In 2018, the average case processing time by the US Citizenship and Immigration Services (USCIS) was 46% longer than in 2016, according to the American Immigration Lawyers Association (AILA). Compared with 2014, when Barack Obama was still the president, the average case processing time last year was 91% longer.

AILA’s calculation is based on an analysis of recently published USCIS data.

There are “crisis-level delays in the agency’s processing of applications and petitions for immigration benefits under the Trump administration,” AILA said. “Throughout the nation, these delays are harming families, vulnerable populations, and US businesses that depend on timely adjudications.”

Of all the different types of forms that USCIS processes—including green cards for family members, visas for human trafficking victims, petitions for immigrant workers—94% were processed at a slower pace in 2018 than four years ago, the data show.

“Other agency data lays bare a USCIS ‘net backlog’ exceeding 2.3 million delayed cases at the end of FY 2017,” AILA said. That’s a more than 100% increase from a year ago despite only a 4% rise in case receipts during that period.

“Yet rather than relieving the logjam, USCIS exacerbates it with policies that inhibit efficiency and prioritise immigration enforcement over the administration of legal immigration benefits,” AILA said. “Such measures act as bricks in the Trump administration’s ‘invisible wall’ curbing legal immigration in the United States.”

The victims

The AILA has outlined three critical victims of these massive delays:

Families: Often, individuals are unable to work during processing delays, leaving families without income and thereby without basic necessities such as food and housing.

Vulnerable populations: By filing Form I-360, “special immigrants,” such as domestic abuse survivors or abandoned children, can obtain legal immigration status in the US. However, there has been a three-fold increase in processing time for this form between 2016 and 2018.
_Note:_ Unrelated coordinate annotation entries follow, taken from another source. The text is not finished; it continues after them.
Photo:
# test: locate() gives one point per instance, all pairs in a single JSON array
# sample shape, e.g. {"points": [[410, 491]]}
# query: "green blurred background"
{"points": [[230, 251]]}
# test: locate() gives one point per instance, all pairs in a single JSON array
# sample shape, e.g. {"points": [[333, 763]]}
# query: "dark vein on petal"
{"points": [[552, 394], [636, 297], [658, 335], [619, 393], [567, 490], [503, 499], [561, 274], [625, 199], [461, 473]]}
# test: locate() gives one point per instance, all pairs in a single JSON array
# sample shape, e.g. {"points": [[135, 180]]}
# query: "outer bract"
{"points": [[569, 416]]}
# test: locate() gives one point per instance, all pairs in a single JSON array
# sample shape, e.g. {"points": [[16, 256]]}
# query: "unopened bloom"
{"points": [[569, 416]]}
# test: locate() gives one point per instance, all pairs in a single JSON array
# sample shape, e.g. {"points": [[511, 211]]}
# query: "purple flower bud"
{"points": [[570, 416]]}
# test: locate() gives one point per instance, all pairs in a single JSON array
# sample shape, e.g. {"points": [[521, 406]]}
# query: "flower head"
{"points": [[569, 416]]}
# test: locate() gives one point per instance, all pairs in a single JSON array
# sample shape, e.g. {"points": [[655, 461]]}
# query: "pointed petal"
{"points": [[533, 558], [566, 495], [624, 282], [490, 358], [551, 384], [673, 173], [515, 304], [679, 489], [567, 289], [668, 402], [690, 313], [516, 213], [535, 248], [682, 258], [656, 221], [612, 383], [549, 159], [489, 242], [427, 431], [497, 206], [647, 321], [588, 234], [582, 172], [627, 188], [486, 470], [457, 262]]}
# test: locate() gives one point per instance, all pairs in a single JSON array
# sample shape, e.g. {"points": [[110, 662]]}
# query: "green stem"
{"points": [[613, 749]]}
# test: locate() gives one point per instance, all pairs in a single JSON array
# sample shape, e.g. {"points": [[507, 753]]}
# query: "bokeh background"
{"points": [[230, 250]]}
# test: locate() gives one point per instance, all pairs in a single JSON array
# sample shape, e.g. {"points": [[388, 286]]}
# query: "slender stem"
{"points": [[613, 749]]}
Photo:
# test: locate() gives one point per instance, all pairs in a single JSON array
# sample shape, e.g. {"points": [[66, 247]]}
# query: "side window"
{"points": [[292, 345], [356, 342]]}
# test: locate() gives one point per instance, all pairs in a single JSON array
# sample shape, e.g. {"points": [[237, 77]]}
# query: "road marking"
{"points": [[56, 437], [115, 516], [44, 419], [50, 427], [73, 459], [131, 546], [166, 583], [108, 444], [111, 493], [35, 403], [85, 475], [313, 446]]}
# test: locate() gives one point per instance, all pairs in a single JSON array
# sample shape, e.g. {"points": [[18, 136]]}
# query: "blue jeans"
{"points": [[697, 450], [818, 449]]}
US businesses: “Increased delays in the adjudication of employment-based benefits have undermined the ability of US companies to hire and retain essential workers and fill critical workforce gaps,” AILA said. These cases “exacerbate labor shortfalls and alienate talented candidates from seeking employment opportunities in the United States, thus compromising the sustainability and global competitiveness of American businesses.”